A knock at the control room door, and Simon Raphael came in. “Something interesting has come up,” he said quietly. “I was just about to order the immediate evacuation of the station’s staff up onto to the Nenya, when a message came in from Dr. Webling, saying that she had just ordered the very same thing.” Raphael lowered himself into a seat by the wall, and pulled the belt across his lap, as if he planned to stay there a long time.
Larry felt his blood running cold, felt confusion sweep over him. “What’s that?” he asked.
“Sometimes if you give two people the same problem with the same set of clues, they come up with the same answer.” There was a pause. “And sometimes, even three people can come up with it.”
“You and Dr. Webling both saw right through me,” Larry said. “No point in even trying to hide it.”
“Yes,” Dr. Raphael said, staring very intently at a point just over Larry’s left shoulder.
The silence dragged for a long time, until it became apparent that the older man wasn’t going to say anything else.
“Can I take it from the fact that you haven’t stopped me, that you both approve of my actions?” Larry asked, in a voice that was struggling to be calm and steady.
“No one,” Dr.
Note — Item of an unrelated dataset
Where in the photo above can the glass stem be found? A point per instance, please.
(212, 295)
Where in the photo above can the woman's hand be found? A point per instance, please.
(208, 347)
Raphael said, with an effort, “no one is ever going to approve of your plans, especially given recent events. They seem too much like a disaster we have already witnessed. But neither Dr. Webling nor myself see any choice in the matter.
“You obviously planned not to tell anyone until it was too late. Just out of curiosity, how were you going to string us along? What were you going to say or do to allay our suspicions?”
Larry shook his head, his expression blank. “I don’t know. That was the thing I hadn’t figured out.”
“Then I suggest,” Raphael said coldly, “that you get on with the parts you did figure out.”
Power, Larry told himself.
Power. That was what it was all about. Power, gravity power, was what the Charonians had. Power allowed them to take over solar systems, steal planets, tear worlds apart—without any thought of objections from the inhabitants.
Larry checked the next step on his list. Shift the override control to manual. It was the absence of power that left the people of the Solar System helpless.
So, the question came back, how to get some of that power into humanity’s hands? Rotate colliding beam focus transfer to 270 degrees. Ultimately, of course, the Dyson Sphere was the source of that power, and there was not a hope, not a dream of matching that.
But even the Sphere needed conduits to send its power outward. Fusion boosters to third-stage warming. Larry was deep into his work now, barely aware that the outside world, that anything outside the Ring, its control room, and his intellect existed.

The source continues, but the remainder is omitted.